Very common: bleeding episodes (the risk may be increased in patients using platelet aggregation inhibitors or anticoagulants, fatal cases include cerebral and intracranial haemorrhage), headache, vasodilatation, flushing, chest discomfort or chest pain chest pain, cough, nausea, jaw / maxillofacial pain, peripheral edema. Common: dizziness, tachycardia, palpitations, fainting, hypotension, shortness of breath, sore throat and larynx, irritation of the throat, diarrhea, vomiting, irritation of the mouth and tongue (including pain), rash.

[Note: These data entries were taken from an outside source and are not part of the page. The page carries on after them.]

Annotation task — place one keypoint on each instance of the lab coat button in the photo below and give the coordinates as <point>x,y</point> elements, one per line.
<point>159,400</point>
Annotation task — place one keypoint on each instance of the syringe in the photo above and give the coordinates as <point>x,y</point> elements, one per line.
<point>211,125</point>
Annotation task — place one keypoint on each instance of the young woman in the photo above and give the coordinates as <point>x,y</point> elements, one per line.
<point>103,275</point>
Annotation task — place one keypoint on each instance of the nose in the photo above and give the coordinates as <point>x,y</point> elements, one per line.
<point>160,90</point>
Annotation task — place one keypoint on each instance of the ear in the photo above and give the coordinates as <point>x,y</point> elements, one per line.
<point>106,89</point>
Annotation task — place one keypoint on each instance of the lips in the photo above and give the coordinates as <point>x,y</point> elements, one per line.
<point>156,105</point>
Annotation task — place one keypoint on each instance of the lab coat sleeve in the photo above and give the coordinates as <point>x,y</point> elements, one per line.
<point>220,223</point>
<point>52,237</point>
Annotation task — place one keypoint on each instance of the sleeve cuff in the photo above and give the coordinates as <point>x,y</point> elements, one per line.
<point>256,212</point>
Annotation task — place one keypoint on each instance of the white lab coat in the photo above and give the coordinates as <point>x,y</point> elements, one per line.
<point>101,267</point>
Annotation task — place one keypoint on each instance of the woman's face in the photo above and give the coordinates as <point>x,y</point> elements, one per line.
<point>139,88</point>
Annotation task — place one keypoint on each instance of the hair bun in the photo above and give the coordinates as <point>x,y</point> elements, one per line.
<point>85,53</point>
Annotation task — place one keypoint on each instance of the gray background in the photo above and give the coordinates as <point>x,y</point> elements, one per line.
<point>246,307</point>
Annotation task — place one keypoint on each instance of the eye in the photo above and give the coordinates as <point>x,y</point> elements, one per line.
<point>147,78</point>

Preparation for inhalation from a nebulizer. Treatment with the product should only be started and monitored by a doctor who has experience in the treatment of pulmonary hypertension. Adults. When starting treatment, the first dose of iloprost given in inhalation should be 2.5 μg (administered through the mouthpiece of the nebulizer). In the case of good tolerability, the dose should be increased to 5 μg and maintain this dosage. In the case of a poor dose tolerance of 5 μg, this dose should be reduced to 2.5 μg. The dose for one inhalation should be given 6-9 times a day, according to individual needs and patient tolerance. The duration of treatment depends on the clinical condition of the patient and the doctor's assessment. In case of deterioration of patients' health while using this treatment, intravenous prostacyclin treatment should be considered. In patients with impaired hepatic function, to avoid undue accumulation of the drug during the day, special care should be taken during the initial dose adjustment. Initially, a dose of 2.5 μg should be administered, taking a 3-4-hour break between successive applications of the drug (this corresponds to a maximum of 6 times a day). Thereafter, dosing intervals may be carefully shortened based on individual patient tolerance. If a dose of up to 5 μg is indicated, 3-4-hour intervals should be used again, and then shortened depending on the patient's individual tolerability. Accumulation of iloprost following a few-day treatment is unlikely due to night interruptions in drug administration. No dose adjustment is required in patients with renal impairment with a creatinine clearance> 30 ml / min.Patients with creatinine clearance ≤ 30 ml / min were not evaluated in clinical trials. Elimination of iloprost is slowed in patients with renal failure requiring dialysis - the same dosing recommendations should be used as in patients with hepatic impairment. The preparation is administered using a suitable inhaler (nebulizer): HaloLite and Prodose - at a dose in the mouthpiece 2.5 μg - estimated inhalation time (15 breaths / min) - 4-5 min; Venta-Neb - at the dose in the mouthpiece 2.5 μg - estimated time of inhalation - 4 min; I-Neb AAD - at a dose in the mouthpiece 2.5 μg - estimated time of inhalation - 3.2 min. Patients treated with one type of nebulizer should not change the type without the supervision of the attending physician.